Expert Briefings

Addressing Health Inequalities in RSV: Lessons from Barnardo's Public Health Campaign (Rukshana Kapasi)

Summit 2025

The presentation was delivered and recorded during the 10th Lifecourse Prevention Summit, Paris, December 2025.

Barnardo's Director of Health, Ms Rukshana Kapasi, presents the findings of a six-month NHS England-funded public health campaign run in 2021 to address an anticipated surge in RSV among children under three years old. The campaign was designed to reduce pressure on NHS services by supporting parents and carers in managing pediatric respiratory infections at home, with a particular focus on reaching minority ethnic communities where health information gaps and structural inequalities are most acute.

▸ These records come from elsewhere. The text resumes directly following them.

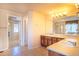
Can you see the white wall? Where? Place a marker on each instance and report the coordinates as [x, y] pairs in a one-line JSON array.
[[49, 25], [3, 30], [4, 42], [36, 27]]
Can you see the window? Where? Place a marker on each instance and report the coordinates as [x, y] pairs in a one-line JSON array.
[[71, 28], [16, 28]]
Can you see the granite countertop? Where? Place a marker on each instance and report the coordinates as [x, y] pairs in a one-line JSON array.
[[64, 49], [55, 35]]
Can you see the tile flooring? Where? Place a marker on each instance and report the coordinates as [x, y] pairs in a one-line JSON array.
[[24, 51]]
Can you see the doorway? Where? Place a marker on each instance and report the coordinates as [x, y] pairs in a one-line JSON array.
[[13, 31]]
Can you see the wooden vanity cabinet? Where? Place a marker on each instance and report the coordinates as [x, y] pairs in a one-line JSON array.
[[52, 53], [48, 40]]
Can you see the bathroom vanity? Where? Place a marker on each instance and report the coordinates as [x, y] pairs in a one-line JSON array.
[[47, 40], [63, 49]]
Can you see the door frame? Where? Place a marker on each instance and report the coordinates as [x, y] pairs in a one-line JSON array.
[[20, 39]]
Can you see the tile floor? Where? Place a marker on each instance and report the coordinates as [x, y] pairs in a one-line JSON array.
[[24, 51]]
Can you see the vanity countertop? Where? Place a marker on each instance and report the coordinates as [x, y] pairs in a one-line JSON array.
[[56, 35], [64, 49]]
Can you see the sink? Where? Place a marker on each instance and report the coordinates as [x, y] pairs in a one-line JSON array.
[[70, 43]]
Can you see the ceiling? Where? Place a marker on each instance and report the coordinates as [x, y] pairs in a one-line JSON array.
[[46, 8]]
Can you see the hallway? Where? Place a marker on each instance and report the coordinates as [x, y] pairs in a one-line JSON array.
[[24, 51]]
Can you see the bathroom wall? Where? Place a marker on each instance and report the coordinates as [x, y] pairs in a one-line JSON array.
[[36, 27]]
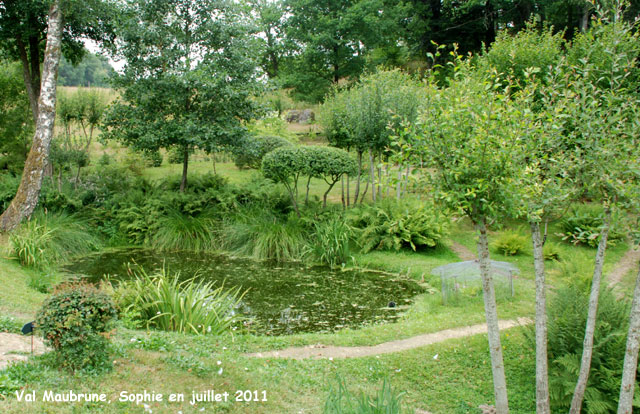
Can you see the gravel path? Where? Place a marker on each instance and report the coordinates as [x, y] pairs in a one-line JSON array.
[[324, 351]]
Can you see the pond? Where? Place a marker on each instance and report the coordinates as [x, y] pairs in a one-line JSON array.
[[281, 298]]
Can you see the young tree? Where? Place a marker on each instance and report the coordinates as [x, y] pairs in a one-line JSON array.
[[28, 192], [470, 133], [23, 28], [189, 76]]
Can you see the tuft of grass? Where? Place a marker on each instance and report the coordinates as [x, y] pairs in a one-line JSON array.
[[47, 240], [189, 306], [178, 231], [264, 236]]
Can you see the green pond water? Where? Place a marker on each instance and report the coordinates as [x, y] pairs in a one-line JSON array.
[[281, 298]]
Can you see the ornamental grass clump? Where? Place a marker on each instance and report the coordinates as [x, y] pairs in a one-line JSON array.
[[163, 301], [75, 321]]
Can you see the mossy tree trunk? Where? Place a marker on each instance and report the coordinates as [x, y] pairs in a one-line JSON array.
[[587, 347], [28, 193], [491, 314], [542, 362]]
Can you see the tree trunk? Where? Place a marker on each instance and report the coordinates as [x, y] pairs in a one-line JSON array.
[[372, 176], [357, 190], [28, 192], [542, 363], [185, 168], [631, 356], [493, 330], [587, 347]]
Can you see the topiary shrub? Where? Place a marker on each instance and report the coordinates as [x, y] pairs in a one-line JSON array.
[[583, 225], [510, 244], [75, 322]]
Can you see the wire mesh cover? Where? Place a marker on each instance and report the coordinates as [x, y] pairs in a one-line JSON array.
[[470, 270]]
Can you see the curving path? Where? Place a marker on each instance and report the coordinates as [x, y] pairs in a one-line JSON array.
[[324, 351]]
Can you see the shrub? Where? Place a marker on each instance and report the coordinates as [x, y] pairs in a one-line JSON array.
[[75, 321], [189, 306], [566, 322], [392, 224], [262, 235], [152, 158], [330, 241], [583, 225], [251, 150], [510, 244], [49, 239], [342, 401]]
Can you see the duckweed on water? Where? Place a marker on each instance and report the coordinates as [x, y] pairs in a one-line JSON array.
[[281, 298]]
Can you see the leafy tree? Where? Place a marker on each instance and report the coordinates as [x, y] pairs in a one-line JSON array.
[[285, 165], [470, 134], [16, 121], [23, 29], [189, 77], [329, 164]]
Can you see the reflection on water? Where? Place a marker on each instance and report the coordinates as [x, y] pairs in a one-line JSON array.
[[281, 298]]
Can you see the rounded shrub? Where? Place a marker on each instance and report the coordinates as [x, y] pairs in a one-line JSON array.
[[75, 322]]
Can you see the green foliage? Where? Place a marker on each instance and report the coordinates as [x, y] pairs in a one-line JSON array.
[[16, 120], [189, 306], [177, 231], [510, 243], [183, 99], [393, 224], [583, 224], [50, 239], [250, 151], [341, 401], [551, 251], [567, 319], [529, 49], [366, 115], [9, 324], [330, 241], [189, 364], [93, 70], [75, 322], [262, 235]]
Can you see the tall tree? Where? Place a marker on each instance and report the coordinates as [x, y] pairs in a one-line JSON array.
[[28, 193], [189, 76], [470, 133], [23, 30]]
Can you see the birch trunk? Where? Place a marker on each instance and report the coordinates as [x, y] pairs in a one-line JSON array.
[[587, 347], [28, 192], [372, 176], [542, 362], [625, 404], [493, 330]]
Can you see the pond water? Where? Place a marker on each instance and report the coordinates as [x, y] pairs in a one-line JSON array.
[[281, 298]]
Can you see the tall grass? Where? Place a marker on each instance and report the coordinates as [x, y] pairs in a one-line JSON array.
[[165, 302], [178, 231], [330, 241], [47, 240], [262, 235], [342, 401]]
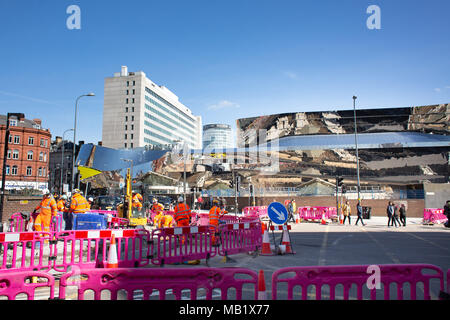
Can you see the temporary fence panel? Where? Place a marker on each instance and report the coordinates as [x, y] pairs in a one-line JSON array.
[[181, 244], [162, 284], [89, 248], [26, 251], [13, 285], [369, 281], [239, 237], [433, 215]]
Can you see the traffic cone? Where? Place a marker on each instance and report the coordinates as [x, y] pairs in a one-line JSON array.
[[112, 254], [266, 251], [262, 294], [286, 242]]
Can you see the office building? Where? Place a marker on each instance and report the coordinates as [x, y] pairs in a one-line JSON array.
[[137, 112], [217, 136]]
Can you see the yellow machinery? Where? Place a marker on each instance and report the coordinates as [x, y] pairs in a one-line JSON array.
[[134, 216]]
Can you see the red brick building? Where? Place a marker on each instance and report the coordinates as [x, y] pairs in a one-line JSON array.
[[28, 153]]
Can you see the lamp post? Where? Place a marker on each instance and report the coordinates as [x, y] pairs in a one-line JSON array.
[[62, 163], [74, 136], [356, 146], [5, 154]]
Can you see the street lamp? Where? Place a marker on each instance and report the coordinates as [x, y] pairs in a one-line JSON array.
[[62, 163], [74, 136], [356, 146], [20, 116]]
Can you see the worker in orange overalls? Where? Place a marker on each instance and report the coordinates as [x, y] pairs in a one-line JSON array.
[[136, 200], [182, 215], [214, 215], [158, 208], [47, 209], [78, 205]]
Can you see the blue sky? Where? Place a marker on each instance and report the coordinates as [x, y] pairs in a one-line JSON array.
[[224, 59]]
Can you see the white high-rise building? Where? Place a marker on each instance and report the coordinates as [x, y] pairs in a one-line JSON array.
[[137, 112]]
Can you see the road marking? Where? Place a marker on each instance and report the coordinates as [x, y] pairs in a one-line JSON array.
[[322, 251]]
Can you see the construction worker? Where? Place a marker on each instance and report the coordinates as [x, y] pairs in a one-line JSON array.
[[47, 209], [214, 216], [182, 213], [78, 205], [61, 204], [159, 210], [136, 200]]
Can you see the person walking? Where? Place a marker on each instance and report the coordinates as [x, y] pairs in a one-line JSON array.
[[359, 213], [346, 211], [395, 220], [403, 214], [390, 213], [47, 209]]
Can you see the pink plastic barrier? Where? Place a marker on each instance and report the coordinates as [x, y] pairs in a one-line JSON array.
[[349, 276], [315, 213], [164, 284], [180, 244], [240, 237], [17, 283], [26, 251], [89, 248], [434, 216]]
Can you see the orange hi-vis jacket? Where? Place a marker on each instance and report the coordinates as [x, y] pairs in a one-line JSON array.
[[47, 207], [214, 215], [79, 204], [61, 205], [136, 201], [182, 212]]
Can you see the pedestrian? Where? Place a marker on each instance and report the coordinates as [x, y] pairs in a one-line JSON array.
[[359, 213], [447, 213], [395, 220], [403, 214], [346, 210], [390, 212]]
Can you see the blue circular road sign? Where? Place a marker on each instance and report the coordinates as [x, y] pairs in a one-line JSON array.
[[277, 212]]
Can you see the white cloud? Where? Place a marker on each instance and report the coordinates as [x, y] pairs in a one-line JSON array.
[[290, 74], [223, 104]]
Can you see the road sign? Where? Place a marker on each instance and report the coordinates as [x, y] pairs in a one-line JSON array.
[[277, 212]]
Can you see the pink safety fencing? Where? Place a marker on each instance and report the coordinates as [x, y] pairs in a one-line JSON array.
[[163, 284], [26, 251], [20, 285], [315, 213], [181, 244], [239, 237], [433, 215], [89, 248], [396, 282]]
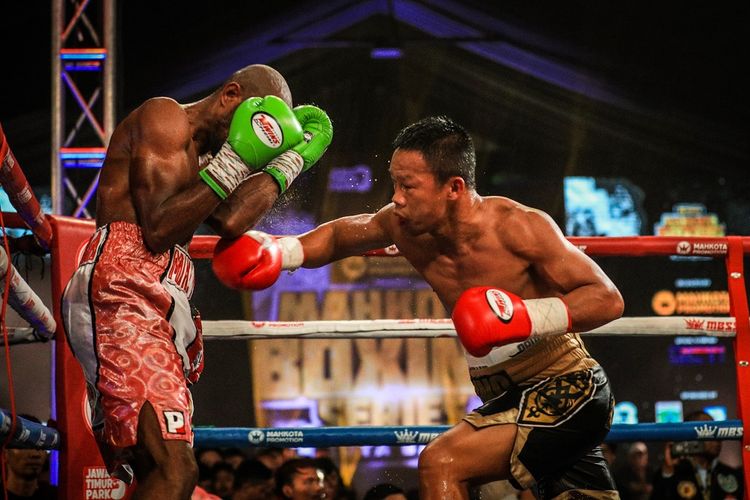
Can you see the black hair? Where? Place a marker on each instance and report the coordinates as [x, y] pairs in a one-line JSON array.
[[446, 146], [285, 473], [381, 491], [251, 471]]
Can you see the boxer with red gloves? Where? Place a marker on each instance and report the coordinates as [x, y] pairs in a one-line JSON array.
[[486, 317], [517, 290], [223, 160]]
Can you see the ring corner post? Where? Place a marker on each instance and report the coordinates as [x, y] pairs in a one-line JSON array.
[[739, 310]]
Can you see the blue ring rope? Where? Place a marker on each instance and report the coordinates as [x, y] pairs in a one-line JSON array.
[[320, 437], [28, 434]]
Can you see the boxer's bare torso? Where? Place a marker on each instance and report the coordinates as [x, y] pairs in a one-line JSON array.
[[462, 240], [152, 156]]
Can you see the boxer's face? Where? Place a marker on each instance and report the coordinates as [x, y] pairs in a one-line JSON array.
[[419, 199], [307, 484]]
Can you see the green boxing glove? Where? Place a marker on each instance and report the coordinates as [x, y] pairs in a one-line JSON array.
[[261, 128], [318, 132]]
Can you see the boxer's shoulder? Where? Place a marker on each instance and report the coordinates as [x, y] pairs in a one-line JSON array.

Kapasi opens with a striking picture of where disparities stand today. RSV vaccine uptake among older adults in the UK sits at 62%, but drops to 21% among Asian Pakistani communities. Maternal RSV vaccine coverage is around 60% overall, falling to 26% among Black Caribbean women, a group already four times more likely to experience maternal mortality. These figures frame the urgency of what Barnardo's set out to do.

The campaign's approach was built on three principles: cultural competence, anti-racism, and integration of health and social care. Rather than adapting existing NHS materials, Barnardo's co-produced resources with communities directly, working through a network of around 100 grass roots organizations and running focus groups with 184 people from different backgrounds. The BOLO helpline, staffed by advisors speaking 14 languages and trained by respiratory nurses, became a central tool, alongside a website, targeted social media, community radio, and outreach through places of worship, babybanks, and refugee support services.

What the evaluation revealed was telling: 50% of those who contacted the helpline needed support that went beyond health advice, coveringfood vouchers, housing concerns, and help navigating the NHS. The health andsocial needs of families, it turned out, could not be addressed in isolation.

Website reach exceeded expectations, stakeholder satisfaction scored 4.25 out of 5, and evidence pointed to sustained behavior change among families reached. The campaign produced a replicable, culturally competent engagement model that Barnardo's makes available for others to adapt.